Until I can try it out for myself (“by the end of the year”), the only criticism I have is that the service will require a Watch. The Fitness app on iPad and Apple TV won’t let you do anything unless it can sense that a nearby Watch is present. This seems like an unnecessary artificial limitation. It is true that the unique parts of the service do depend on the Watch, but I think it’s stupid that the rest of my (non-Watch bearing) family won’t be allowed to use the Apple TV to follow along with the virtual classes and do some exercise.

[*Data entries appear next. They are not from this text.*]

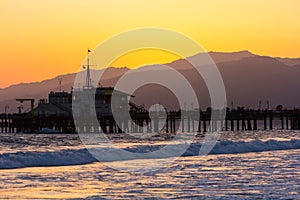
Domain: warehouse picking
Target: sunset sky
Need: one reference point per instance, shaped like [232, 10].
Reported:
[44, 38]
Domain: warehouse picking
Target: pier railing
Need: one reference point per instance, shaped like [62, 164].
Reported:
[170, 122]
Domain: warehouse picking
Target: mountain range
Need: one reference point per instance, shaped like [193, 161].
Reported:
[248, 79]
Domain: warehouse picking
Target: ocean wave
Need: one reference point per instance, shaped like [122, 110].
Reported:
[83, 156]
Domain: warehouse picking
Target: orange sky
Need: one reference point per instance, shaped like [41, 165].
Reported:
[42, 39]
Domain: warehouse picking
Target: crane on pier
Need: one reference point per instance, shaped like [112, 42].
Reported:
[31, 103]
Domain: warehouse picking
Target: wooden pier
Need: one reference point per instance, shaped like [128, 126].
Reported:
[174, 121]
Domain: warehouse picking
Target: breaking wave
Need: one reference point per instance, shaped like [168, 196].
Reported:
[82, 156]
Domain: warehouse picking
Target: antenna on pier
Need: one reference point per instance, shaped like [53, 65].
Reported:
[59, 82]
[88, 74]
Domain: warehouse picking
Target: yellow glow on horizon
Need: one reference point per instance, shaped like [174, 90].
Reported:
[42, 39]
[143, 57]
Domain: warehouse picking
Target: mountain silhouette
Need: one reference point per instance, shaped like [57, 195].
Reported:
[248, 79]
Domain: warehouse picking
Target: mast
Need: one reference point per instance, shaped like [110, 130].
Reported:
[88, 75]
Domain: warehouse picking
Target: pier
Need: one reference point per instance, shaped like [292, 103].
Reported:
[171, 122]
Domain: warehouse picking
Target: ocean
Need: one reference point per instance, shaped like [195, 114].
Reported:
[242, 165]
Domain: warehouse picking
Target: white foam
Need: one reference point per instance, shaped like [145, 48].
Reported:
[82, 156]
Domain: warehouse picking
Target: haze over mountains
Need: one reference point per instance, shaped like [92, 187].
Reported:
[248, 79]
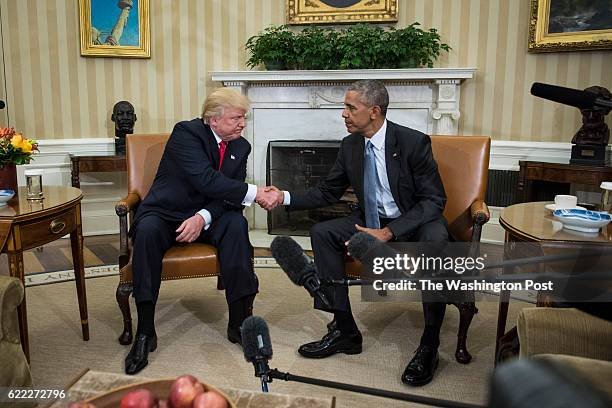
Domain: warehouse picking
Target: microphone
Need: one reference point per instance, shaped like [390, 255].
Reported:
[572, 97]
[298, 266]
[257, 347]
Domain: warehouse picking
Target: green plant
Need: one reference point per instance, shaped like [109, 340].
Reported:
[14, 148]
[360, 46]
[317, 48]
[274, 47]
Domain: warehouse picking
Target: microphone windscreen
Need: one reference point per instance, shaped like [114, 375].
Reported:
[360, 244]
[255, 339]
[567, 96]
[291, 258]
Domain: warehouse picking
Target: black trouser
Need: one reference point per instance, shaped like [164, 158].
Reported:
[153, 236]
[328, 243]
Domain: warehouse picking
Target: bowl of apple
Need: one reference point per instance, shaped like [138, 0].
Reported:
[183, 392]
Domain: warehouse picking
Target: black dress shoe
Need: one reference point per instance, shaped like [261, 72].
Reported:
[234, 335]
[333, 325]
[332, 343]
[137, 358]
[421, 368]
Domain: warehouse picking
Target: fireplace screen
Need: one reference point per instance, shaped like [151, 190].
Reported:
[298, 165]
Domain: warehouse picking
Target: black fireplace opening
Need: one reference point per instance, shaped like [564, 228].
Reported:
[297, 165]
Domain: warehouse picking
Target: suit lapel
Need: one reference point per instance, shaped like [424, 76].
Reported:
[357, 164]
[228, 163]
[392, 161]
[213, 147]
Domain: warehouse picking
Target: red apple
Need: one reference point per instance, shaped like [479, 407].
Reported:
[184, 390]
[139, 398]
[209, 399]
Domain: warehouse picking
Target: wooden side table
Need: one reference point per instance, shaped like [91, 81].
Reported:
[534, 171]
[29, 224]
[533, 227]
[94, 163]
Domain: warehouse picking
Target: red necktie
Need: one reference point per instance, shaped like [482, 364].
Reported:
[222, 147]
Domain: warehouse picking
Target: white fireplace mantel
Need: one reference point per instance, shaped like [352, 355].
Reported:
[307, 105]
[230, 78]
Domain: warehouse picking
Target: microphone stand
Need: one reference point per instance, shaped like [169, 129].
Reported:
[369, 391]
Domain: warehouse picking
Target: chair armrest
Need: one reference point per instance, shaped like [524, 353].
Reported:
[543, 330]
[127, 204]
[480, 212]
[122, 208]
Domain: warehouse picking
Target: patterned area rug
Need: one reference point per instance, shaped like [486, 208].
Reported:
[45, 278]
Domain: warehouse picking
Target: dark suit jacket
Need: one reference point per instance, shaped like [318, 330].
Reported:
[412, 171]
[187, 179]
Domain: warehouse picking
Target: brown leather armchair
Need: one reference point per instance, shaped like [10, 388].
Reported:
[182, 261]
[463, 163]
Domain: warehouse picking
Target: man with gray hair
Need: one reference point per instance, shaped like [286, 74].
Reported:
[401, 198]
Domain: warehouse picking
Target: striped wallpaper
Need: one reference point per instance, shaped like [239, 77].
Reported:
[53, 93]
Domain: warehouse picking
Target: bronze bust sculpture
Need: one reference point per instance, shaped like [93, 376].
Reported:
[589, 143]
[124, 118]
[594, 130]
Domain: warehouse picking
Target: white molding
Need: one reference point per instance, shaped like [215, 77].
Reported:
[233, 78]
[505, 155]
[98, 209]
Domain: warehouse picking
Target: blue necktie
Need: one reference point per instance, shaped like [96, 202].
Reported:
[370, 187]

When I was watching the presentation live, before the denouement of the Fitness+ section, I was expecting a $4.99 per month price point. Fundamentally, Fitness+ is workout videos with some overlaid metrics. Apple can pump these out with relatively low overheads. So, $5 felt about right, to match the value proposition as Arcade and TV+.
With that expectation in mind, I was taken aback when they said it was $9.99 per month (or $80 a year). Music is $9.99 because you get truly unlimited music and streaming music market is tightly controlled. News+ is $9.99 because Apple has to pay publishers. The content offered by Music and News has a marginal cost, which is not true for TV+ and Arcade. Those services have fixed cost financials; Apple doesn’t pay each time a user consumes games or TV shows, it only has to lay down the upfront cost of commissioning them. Hence, only $5.
Fitness+ is a fixed cost service, but it has higher-rate pricing. From the business side, Apple is going to singing for the hills if they can accrue millions of Fitness+ subscribers. It will easily be their most profitable service per customer. In the scheme of things, producing a set of fitness videos on a weekly basis is relatively inexpensive. Their outlay on a single TV+ show will easily cost more than running the entire the Fitness+ service for years.
That being said, it doesn’t matter how much it costs to make, it’s what the market can bear. At $9.99, Fitness+ is legitimately competitive with other workout plans. I clicked on a handful of fitness apps in the App Store, and Apple’s offering is coming in at the same price or sometimes slightly cheaper. For instance, Peloton’s digital subscription is $13. Fitness+ is not a direct competitor to Peloton’s business, but it plays in the same space.
Moreover, Apple has an ulterior motivation. It’s the bundle. As soon as I saw the Apple One pricing slide, any doubts I had about the chosen pricing were explained away on the spot. By making Fitness+ cost a lot, the Premier bundle looks way more appealing. The Premier bundle boasts a $25 saving on a $29.95 monthly price. Almost half of that discount is enabled by Fitness+ being part of Premier, a service that costs Apple almost all no money. Brilliant.